At the same time, the fact that many Arabs openly demonstrated against the war while the fighting raged is seen by both Darawshe and Be’eri-Sulitzeanu as a mark of the maturity and strength of Israeli democracy. This type of dissent, they say, did not exist in the past and indicates a greater self-confidence among Israel’s Arabs and a desire to play a more active role in the country’s political culture.

During the early days of the war, the Abraham Fund conducted a survey and was encouraged to discover that despite common perceptions, Jewish-Arab interaction continued, as Jewish and Arab municipalities and coexistence activists joined efforts to cope with the crisis. Additionally, protests, which were voiced by Jews and Arabs alike, were directed at the government, while objections against the Jewish-Arab partnership were rarely raised.

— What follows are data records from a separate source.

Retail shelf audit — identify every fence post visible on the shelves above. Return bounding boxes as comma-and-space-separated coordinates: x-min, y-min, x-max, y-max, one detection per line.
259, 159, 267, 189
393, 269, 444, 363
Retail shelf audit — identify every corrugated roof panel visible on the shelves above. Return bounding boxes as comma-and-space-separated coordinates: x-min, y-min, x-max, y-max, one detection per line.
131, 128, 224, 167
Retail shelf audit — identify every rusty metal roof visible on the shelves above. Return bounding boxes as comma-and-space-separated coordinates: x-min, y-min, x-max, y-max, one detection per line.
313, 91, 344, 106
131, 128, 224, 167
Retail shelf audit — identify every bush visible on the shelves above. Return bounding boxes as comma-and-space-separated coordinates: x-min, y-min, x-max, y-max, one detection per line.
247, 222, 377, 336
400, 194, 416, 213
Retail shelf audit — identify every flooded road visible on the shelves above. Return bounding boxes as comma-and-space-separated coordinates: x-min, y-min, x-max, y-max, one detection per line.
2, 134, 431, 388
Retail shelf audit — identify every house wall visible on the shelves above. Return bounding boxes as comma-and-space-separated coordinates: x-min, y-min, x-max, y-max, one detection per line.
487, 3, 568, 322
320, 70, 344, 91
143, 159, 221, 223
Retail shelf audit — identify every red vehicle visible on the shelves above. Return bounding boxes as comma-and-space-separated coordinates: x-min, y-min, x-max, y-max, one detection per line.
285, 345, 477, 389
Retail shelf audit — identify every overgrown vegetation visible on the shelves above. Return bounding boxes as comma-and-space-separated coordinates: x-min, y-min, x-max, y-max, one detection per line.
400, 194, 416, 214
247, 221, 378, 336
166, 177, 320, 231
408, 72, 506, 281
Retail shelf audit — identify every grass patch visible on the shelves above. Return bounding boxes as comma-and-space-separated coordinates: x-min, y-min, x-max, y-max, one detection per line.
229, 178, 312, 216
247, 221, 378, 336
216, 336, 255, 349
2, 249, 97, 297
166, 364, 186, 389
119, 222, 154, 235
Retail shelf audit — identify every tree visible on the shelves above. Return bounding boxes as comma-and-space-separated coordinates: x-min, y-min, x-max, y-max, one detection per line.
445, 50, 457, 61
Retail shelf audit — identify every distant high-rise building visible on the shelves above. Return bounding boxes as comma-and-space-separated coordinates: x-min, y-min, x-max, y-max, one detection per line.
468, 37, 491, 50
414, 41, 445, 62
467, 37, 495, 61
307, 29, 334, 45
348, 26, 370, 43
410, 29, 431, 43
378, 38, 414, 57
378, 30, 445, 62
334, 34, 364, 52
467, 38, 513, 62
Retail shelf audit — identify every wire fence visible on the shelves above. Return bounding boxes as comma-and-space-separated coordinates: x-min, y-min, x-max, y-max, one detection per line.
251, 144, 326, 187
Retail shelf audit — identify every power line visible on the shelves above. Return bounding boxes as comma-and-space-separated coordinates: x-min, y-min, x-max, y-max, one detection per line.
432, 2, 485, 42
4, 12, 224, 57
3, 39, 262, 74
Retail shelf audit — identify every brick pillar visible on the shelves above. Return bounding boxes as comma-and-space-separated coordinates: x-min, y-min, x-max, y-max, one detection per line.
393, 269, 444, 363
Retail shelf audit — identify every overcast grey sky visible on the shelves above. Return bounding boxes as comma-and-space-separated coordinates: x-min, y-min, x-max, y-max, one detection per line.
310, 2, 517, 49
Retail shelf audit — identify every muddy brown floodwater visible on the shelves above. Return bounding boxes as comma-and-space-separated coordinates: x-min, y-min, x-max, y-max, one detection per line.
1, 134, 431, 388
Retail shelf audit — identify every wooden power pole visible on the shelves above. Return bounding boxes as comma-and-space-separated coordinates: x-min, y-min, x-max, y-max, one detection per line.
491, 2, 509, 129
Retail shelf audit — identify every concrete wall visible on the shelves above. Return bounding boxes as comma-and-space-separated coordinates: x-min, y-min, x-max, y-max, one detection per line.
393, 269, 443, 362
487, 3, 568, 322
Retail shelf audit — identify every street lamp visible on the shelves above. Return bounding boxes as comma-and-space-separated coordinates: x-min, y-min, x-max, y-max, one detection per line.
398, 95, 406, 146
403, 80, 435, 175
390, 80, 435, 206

The Abraham Fund can take much credit for creating a more tolerant atmosphere that helped the Jewish and Arab communities survive the war. The Fund’s Mirkam (Tapestry) initiative in the Galilee, for example, has enhanced understanding and interdependence between Jews and Arabs by fostering cooperative educational, social, business, inter-municipal and community activities. The Police Community initiative has enabled Israel’s police to better understand the sensitivities of Israel’s Arab citizenry; as a result, the police acted with greater restraint and, says Be’eri-Sulitzeanu, provided more egalitarian policing services during the war.

“The Israeli establishment often has good intentions,” says Be’eri-Sulitzeanu, “but the Arab minority is so marginalized that its needs are often simply not taken into account. The war with Hezbollah demonstrated clearly that the Israeli government has not yet created significant policy that communicates to Arab Israelis that they are a valued and welcome part of society, deserving full equality in every sense.”

With this in mind, as the war broke out, the Abraham Fund Initiatives began monitoring and examining emergency services to ensure that equal assistance was provided to Israel’s Arab citizens.

“We soon discovered,” recalls Be’eri-Sulitzeanu, “that the IDF Home Front had an excellent and friendly website in Hebrew, Russian and English but not in Arabic. We offered to translate the material into Arabic, and they were only too happy for us to make the contribution. Additionally, due to our intervention, the Jewish Agency brought thousands of Arab children from the north to the safety of summer camps in the center of the country.” Given the tensions within Israeli society, this partnership was commendable in that it demonstrated the Jewish Agency’s concern for all of Israel’s citizens.

Be’eri-Sulitzeanu stresses that TAFI also made major efforts to encourage coexistence organizations to continue their programs throughout the fighting. “We were afraid of a paralysis in the area of coexistence because Jews and Arabs were angry with each other,” he recalled. “But we also felt that in addition to the need to carry on a dialogue, it was critically important to continue advocating for a shared society.”

In the immediate aftermath of the war the series of three “fun days” sponsored by TAFI’s Mirkam project, in partnership with the New Israel Fund, was the start of a new and intensified effort to re-establish trust between the Jewish and Arab communities.

“Activities like these have more impact than meets the eye,” explains Basem Kanane, Mirkam’s manager. “The kids had a good time playing in the water and each community realized that the ‘other’ is very much the same.”

Splashing in the water was Tamir Akran, a 13 year-old Jewish boy from Hatzor Hagalil who spent most of the war with relatives in the south after severe anxiety from falling missiles gave him acute stomach problems. “I still get cramps when I hear a sudden loud noise.”

Nearby was 11 year-old Fathiya Atamni, an Arab girl from near Nazareth. “To be honest I’m looking forward to the routine of going back to school,” she said. “We had no shelters in our town and had nowhere to go when the sirens sounded. It was very scary.”

The Abraham Fund Initiatives believes that every crisis offers new opportunities. “We have no choice but to intensify our efforts for coexistence,” said Be’eri-Sulitzeanu. “Israel is home for all of us.”